Ils y gagnèrent de voir la seigneurie érigée officiellement par Louis XIV en marquisat (1683),  et d’approcher ensuite la Cour : le comte et la comtesse de Chambonas dans les années 1700, furent, lui, premier gentilhomme et, elle, première dame du duc et de la duchesse du Maine, au château de Sceaux.

Leur fils et leur petit-fils furent eux aussi des militaires : colonel et maréchaux de camp. A la Révolution, le troisième marquis de La Garde de Chambonas, Victor Louis Scipion, devint maire et bienfaiteur de la ville de Sens, puis très éphémère ministre des affaires étrangères de Louis XVI, avant d’être contraint à gagner l’Angleterre.

C’est à Victor Louis Scipion (vers 1770-1780) - ou peut-être à son père deux ou trois décennies plus tôt - que l’on doit la réalisation du beau jardin à la française que la légende locale attribuait jadis au grand Le Nôtre : cinq terrasses successives descendant vers le Chassezac, plein sud, quasiment dans l’axe du pont médiéval, qui ont exigé des travaux de terrassement colossaux. Sur chaque terrasse gazouillent toujours des fontaines, alimentées par un aqueduc de plus de sept cent mètres de long…
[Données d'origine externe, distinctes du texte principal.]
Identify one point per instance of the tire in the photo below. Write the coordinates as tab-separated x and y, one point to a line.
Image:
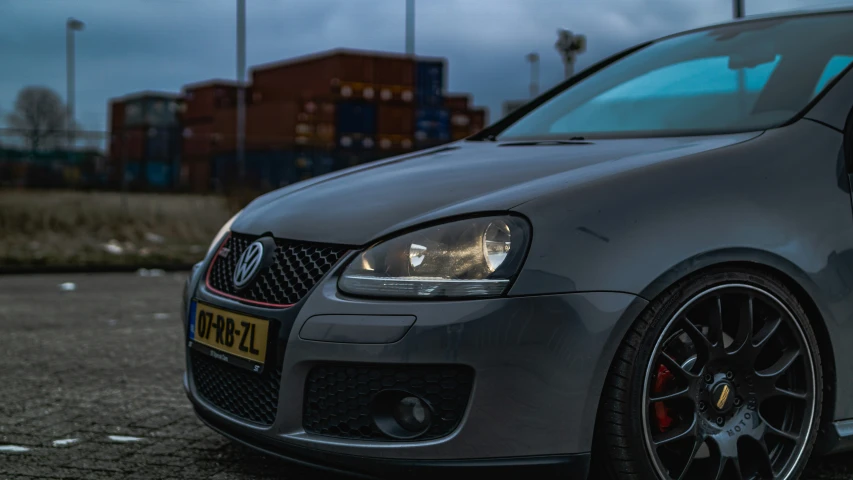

Après la Révolution, les La Garde étant ruinés, le château devint la propriété d’une autre famille de vieille noblesse vivaroise, les Chanaleilles, qui surent le restaurer, l’entretenir et, disons-le, l’aimer, de même que leurs descendants directs les de Marcieu.

Le parc est à voir absolument, de même que l’harmonieuse façade sud avec sa porte à bossages Louis XIII, …quand les grilles du château - propriété privée - sont ouvertes à la visite, l’été ou lors des Journées du Patrimoine.